Descriptive statistics
includes the collection, presentation and description of numerical data. Inferential statistics means technique
of interpreting the values resulting from descriptive techniques and then using
them to make decision and in order to generalize them. It describes the nature
of data according to sample population. Normal curve is the foundation base of inferential
statistics.
Distribution
Distribution of
data is always observed in data analysis process. It is used to analysis in
inferential statistics. Normal distribution (symmetrical distribution) and
skeweness (left skewed distribution) and right skewed distribution pattern
always happen in distribution.
Normal distribution
Normal
distribution of data can study under bell shape, Norma curve. In this curve,
fifty percent of the score fall above the mean and fifty percent fall below the
mean, mean/
median/mode are the same value, so most participant scores falls
nearer the mean. Basic parameter of normal curve are ± 1sd = 68%, ±2sd = 95.5%,
± 3sd =99.7%. Every numeric variable has approximately normally distributed.

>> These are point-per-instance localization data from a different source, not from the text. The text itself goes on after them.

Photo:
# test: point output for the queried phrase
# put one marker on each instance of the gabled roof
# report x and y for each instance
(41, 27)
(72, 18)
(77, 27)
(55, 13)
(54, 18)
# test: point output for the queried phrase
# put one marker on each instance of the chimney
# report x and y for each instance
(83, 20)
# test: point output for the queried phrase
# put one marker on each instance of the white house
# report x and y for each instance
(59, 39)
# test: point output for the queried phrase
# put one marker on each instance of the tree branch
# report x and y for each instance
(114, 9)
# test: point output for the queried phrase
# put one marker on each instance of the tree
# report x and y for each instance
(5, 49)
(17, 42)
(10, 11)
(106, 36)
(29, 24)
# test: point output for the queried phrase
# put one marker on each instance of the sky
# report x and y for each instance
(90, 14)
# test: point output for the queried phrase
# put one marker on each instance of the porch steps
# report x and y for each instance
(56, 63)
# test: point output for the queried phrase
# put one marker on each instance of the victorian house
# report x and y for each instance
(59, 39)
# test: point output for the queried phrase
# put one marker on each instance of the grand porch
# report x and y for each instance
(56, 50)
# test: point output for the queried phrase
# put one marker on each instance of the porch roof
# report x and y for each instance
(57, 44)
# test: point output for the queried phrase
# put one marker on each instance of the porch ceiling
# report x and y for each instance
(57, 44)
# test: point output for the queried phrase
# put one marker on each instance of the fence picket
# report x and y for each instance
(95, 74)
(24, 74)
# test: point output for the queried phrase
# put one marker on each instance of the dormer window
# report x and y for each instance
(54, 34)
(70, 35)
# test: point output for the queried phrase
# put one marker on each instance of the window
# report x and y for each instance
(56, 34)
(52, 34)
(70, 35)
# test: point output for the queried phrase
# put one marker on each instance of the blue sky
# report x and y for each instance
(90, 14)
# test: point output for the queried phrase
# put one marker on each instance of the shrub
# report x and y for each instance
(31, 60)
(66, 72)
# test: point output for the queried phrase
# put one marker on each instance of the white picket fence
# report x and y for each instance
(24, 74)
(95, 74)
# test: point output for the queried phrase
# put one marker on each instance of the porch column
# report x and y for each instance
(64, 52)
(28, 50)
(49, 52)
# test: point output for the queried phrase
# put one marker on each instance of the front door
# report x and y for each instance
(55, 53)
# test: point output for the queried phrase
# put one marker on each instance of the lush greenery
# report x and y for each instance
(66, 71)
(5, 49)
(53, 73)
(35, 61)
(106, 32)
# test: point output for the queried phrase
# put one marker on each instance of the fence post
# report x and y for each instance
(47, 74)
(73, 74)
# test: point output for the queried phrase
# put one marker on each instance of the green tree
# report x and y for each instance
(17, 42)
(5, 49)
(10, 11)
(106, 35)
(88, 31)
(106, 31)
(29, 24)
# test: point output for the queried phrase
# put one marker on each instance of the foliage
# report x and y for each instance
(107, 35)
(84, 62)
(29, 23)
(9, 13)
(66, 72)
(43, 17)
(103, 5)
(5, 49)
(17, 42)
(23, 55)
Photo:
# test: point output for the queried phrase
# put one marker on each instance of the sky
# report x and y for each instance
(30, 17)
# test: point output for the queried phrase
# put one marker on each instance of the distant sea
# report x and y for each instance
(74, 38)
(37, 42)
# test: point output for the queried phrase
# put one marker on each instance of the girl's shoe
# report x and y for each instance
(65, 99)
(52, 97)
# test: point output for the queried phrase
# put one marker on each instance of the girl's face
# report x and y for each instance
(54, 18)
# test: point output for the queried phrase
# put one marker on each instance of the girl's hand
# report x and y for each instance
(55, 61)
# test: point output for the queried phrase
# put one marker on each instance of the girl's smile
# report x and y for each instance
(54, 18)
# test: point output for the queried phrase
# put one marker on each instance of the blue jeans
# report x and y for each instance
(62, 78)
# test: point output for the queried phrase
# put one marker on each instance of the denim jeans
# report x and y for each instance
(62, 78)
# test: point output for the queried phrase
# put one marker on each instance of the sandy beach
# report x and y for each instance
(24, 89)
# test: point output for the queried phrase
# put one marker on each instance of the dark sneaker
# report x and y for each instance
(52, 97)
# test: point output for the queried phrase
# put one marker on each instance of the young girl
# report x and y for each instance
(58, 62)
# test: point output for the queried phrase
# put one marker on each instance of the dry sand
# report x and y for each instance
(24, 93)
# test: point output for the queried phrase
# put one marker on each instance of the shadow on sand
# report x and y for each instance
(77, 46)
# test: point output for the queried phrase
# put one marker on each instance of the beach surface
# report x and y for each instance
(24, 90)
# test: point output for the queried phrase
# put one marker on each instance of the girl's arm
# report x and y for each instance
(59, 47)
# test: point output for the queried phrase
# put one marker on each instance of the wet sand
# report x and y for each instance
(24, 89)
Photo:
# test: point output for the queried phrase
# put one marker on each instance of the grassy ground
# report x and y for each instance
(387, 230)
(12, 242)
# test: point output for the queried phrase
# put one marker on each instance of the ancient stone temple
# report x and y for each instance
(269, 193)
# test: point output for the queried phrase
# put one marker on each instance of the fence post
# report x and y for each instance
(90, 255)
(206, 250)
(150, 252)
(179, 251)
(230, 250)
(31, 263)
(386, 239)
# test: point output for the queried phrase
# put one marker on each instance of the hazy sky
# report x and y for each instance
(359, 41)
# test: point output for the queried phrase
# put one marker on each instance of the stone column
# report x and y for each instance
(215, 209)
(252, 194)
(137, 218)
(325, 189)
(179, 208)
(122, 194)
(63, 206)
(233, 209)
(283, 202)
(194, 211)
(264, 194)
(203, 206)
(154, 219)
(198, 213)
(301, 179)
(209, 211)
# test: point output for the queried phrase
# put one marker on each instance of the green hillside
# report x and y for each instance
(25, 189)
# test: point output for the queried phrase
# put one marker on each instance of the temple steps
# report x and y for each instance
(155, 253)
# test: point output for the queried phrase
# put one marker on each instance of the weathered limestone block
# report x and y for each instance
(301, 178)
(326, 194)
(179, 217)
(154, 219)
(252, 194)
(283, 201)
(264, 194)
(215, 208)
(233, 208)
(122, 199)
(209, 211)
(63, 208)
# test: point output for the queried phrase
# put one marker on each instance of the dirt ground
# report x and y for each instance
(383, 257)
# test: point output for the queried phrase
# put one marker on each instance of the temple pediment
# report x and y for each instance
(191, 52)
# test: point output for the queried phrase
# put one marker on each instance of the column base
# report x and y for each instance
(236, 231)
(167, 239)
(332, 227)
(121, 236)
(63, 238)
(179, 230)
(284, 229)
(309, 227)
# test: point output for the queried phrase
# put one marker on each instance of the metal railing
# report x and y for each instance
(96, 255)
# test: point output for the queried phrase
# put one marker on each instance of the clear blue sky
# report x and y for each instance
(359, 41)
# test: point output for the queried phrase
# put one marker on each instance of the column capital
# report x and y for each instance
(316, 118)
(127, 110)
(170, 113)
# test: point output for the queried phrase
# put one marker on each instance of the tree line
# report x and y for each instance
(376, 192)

Main importance of normal distribution is checking the normality of data
whether they are normally distributed or not. In inferential statistics, it can
help to interpretation of data according to given parameters.
Skewness distribution
means lack of symmetry or unsymmetrical distribution of data’s. Skewness is
present if the value of mean, median and mode do not coincide, i.e. mean ≠
median ≠ mode, frequencies are not equally distributed at points of equal
deviation from the mode etc. Data is not always distributed in normal curve
symmetrically thus skeweness refer to distributing data not symmetrically or
either distributed in positive skewedness (Mo> Md > M) or in negative
skewedness (M> Md>Mo).
Kurtosis distribution
observes height, pickness and flatness of the distribution. There are always
three types of pickness. Pickness with normal curve (mesokurtic), High peakness
(Lapto kurtic) and low peak (platykurtic). Skeweness and kurtosis are both for
measurement for shape under inferential statistics because they can help to
analysis data under given parameters and shapes.

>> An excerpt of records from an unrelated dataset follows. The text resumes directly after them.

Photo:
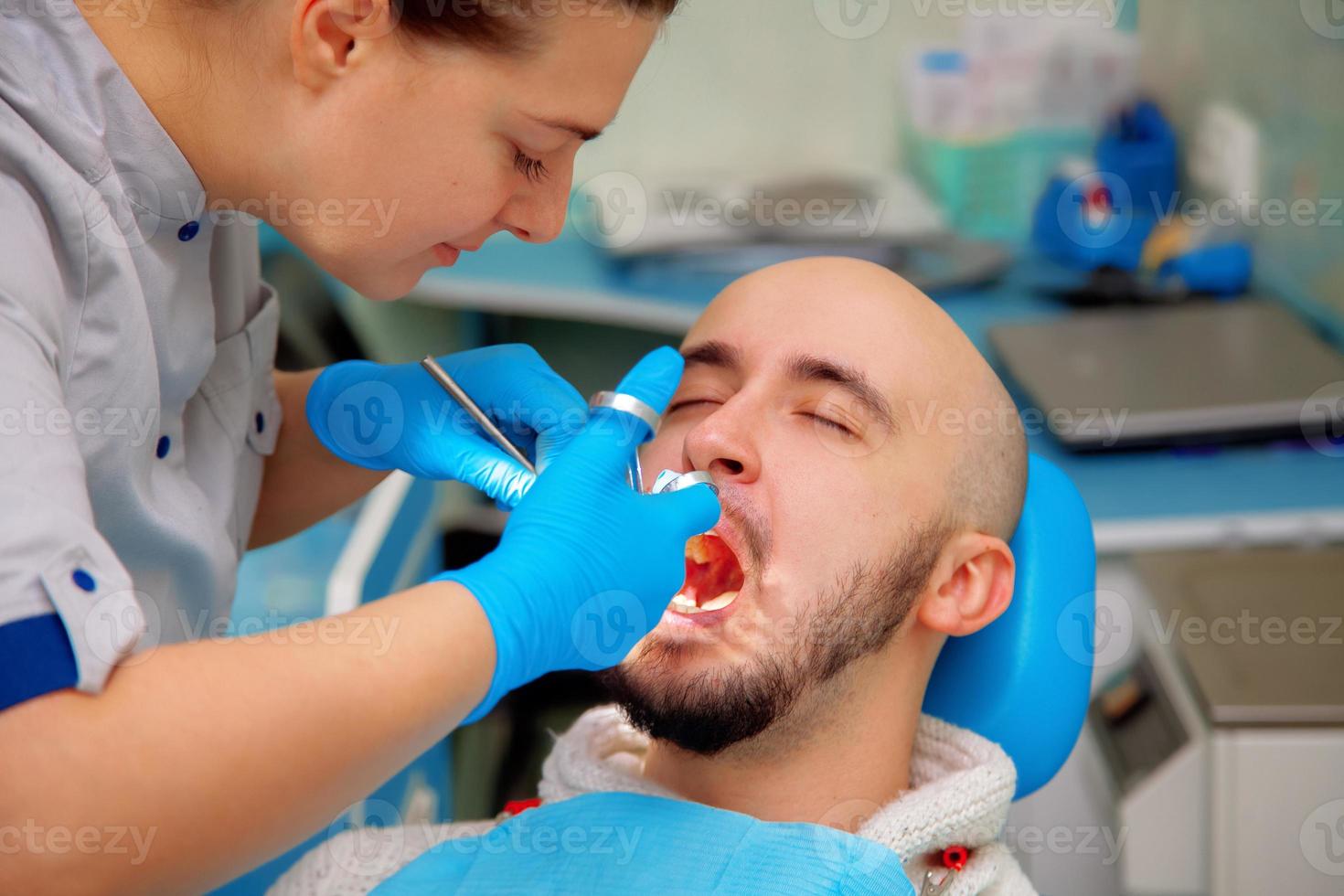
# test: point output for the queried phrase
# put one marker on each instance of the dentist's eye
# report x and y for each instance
(531, 168)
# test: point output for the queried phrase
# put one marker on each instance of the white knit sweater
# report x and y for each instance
(961, 786)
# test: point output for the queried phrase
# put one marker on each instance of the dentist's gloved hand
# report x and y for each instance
(586, 564)
(395, 417)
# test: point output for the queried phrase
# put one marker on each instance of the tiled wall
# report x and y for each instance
(775, 86)
(1281, 62)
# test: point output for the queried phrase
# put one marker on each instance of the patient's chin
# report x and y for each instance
(702, 707)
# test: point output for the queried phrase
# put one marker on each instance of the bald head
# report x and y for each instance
(941, 386)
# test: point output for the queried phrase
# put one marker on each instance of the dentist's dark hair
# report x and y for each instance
(511, 26)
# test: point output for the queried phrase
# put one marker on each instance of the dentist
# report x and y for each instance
(146, 443)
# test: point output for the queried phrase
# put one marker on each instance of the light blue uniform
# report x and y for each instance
(136, 352)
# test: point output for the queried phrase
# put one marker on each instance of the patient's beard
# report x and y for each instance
(714, 709)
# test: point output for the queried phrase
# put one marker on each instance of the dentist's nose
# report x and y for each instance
(537, 212)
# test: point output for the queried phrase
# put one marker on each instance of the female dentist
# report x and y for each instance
(146, 441)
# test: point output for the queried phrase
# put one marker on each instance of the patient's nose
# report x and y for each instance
(722, 445)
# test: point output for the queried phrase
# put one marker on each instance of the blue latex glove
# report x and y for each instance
(395, 417)
(586, 564)
(615, 842)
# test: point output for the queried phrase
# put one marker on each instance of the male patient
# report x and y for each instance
(871, 469)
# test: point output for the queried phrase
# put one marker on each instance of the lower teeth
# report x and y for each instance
(682, 603)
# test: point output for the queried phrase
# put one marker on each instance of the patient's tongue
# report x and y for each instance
(711, 569)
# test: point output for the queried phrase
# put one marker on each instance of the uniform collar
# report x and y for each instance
(57, 74)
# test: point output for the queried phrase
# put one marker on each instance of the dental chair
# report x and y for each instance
(1023, 681)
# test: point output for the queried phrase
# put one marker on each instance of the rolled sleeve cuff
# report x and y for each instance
(100, 612)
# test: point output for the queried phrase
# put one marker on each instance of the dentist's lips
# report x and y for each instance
(448, 254)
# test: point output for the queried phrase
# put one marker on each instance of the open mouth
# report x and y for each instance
(712, 577)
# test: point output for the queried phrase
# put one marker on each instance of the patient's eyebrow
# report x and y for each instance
(714, 354)
(815, 368)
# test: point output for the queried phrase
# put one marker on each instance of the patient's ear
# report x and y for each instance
(971, 584)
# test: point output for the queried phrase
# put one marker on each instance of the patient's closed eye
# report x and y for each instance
(689, 403)
(831, 423)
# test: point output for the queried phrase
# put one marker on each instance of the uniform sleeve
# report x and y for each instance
(68, 610)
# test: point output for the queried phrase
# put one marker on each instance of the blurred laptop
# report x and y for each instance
(1204, 372)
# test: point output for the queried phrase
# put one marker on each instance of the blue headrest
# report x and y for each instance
(1023, 680)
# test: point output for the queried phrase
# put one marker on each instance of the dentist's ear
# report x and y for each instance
(326, 37)
(971, 584)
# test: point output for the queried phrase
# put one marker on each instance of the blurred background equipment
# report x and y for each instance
(1211, 374)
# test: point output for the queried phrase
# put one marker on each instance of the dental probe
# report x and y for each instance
(637, 409)
(460, 395)
(674, 481)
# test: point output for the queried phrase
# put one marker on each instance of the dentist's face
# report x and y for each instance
(798, 397)
(415, 151)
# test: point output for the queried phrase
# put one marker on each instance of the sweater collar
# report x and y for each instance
(961, 784)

Population and sample: Sampling is the
process of selecting units (e.g., people, organizations) from a population of
interest so that by studying the sample we may fairly generalize our results back
to the population from which they were chosen. The group you wish to generalize
to is often called the population in your study. This is the
group you would like to sample from because this is the group you are
interested in generalizing to. The listing of the accessible population from
which you'll draw your sample is called the sampling frame.
The sample is the group of people who you select to be in your
study. The distribution of an infinite number of samples of the same size as
the sample in your study is known as the sampling distribution.